The Community Composting Movement Is Gaining Momentum

The founding of O-Town Compost was heavily influenced by other community composting operations around the country, like Bootstrap Compost in Boston, Let Us Compost in Athens, GA, and Rust Belt Riders in Cleveland. All are great examples of small local composters with a long list of residential subscribers who have been diverting massive quantities of food waste and making a positive contribution to their surrounding cities. The opportunity exists in every U.S. city, where successful organics programs are typically nowhere to be found, and the local governments are more focused on improving lagging recycling programs. Food waste management has been left to the private sector to deal with in large part.

Typically, the large waste haulers (a.k.a. Big Waste), like Waste Management and Republic Services, would get involved in the action, but since they have a constant inflow of trash into their landfills and incinerators, they’re okay with the status quo. Food waste is heavy after all, and the more tonnage coming into the landfill means more revenue. Although, it’s doubtful that these big companies will remain on the sidelines for long. In the meantime, small micro-haulers are carving out a niche in cities across the East Coast, South, and Mid-West.
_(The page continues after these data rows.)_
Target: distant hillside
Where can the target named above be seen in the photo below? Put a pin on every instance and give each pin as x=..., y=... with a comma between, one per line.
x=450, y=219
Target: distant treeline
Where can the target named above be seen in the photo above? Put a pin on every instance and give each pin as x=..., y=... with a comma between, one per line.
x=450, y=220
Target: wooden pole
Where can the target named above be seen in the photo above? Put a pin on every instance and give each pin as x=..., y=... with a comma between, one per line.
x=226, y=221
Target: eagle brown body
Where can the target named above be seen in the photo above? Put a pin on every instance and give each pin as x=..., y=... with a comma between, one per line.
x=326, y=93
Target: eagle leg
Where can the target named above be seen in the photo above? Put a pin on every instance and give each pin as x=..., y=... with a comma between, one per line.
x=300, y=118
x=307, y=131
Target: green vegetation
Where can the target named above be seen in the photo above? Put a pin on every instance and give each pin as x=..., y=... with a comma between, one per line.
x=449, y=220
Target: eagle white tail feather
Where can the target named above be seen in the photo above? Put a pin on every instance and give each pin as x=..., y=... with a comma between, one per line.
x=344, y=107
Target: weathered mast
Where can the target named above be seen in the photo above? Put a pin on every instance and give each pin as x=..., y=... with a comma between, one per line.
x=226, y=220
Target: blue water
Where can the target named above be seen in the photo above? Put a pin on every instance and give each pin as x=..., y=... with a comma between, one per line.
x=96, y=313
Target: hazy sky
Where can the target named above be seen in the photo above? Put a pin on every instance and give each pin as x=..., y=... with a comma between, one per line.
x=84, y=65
Community Composters around the U.S.

Community Composters around the U.S.

The Institute of Local Self Reliance (ILSR) has been an instrumental part of the composting movement with their “Composting For Community” Podcast, and the organization of webinars and conferences to bring the nation’s decentralized composters together for sharing knowledge. One of ILSR’s feature writers, Neil Seldman, has been a force in his activism and criticism against Big Waste for years. Mr. Seldman’s article in December of 2018, “Monopoly and the U.S. Waste Knot” inspired O-Town Compost’s founder to look differently at the waste industry he was part of and at current U.S. recycling practices. Ultimately, recycling has suffered since the introduction of single stream, which was a recycling program talked up by large waste haulers looking to vertically integrate their collection systems. If you’re interested in making the greatest environmental impact, diverting food waste is the clear winner over standard recycling. Thus, O-Town Compost was born with food waste in mind, and the wind at our backs. Seemingly, there is unimaginable potential to repair Orlando’s eco-system and shift away from landfill waste management in Orange County, FL.

O-Town Compost Comes To East Orlando

O-Town Compost Comes To East Orlando

Shockingly, Americans waste about a pound of food per day, meaning that the average household generates around four pounds per day. O-Town Compost’s mission is to provide Orlando with a solution to this problem in their Residential/Small Office Service. It’s a convenient way for busy people to do the right thing while not taking any additional time out of their day. Just like Trash and Recycling Day, you have O-Town Compost Day, where we’ll come swap out your bucket for a clean one, and take your food waste back to be turned into finished compost. Don’t feel bad anymore if you want to throw out grandma’s casserole!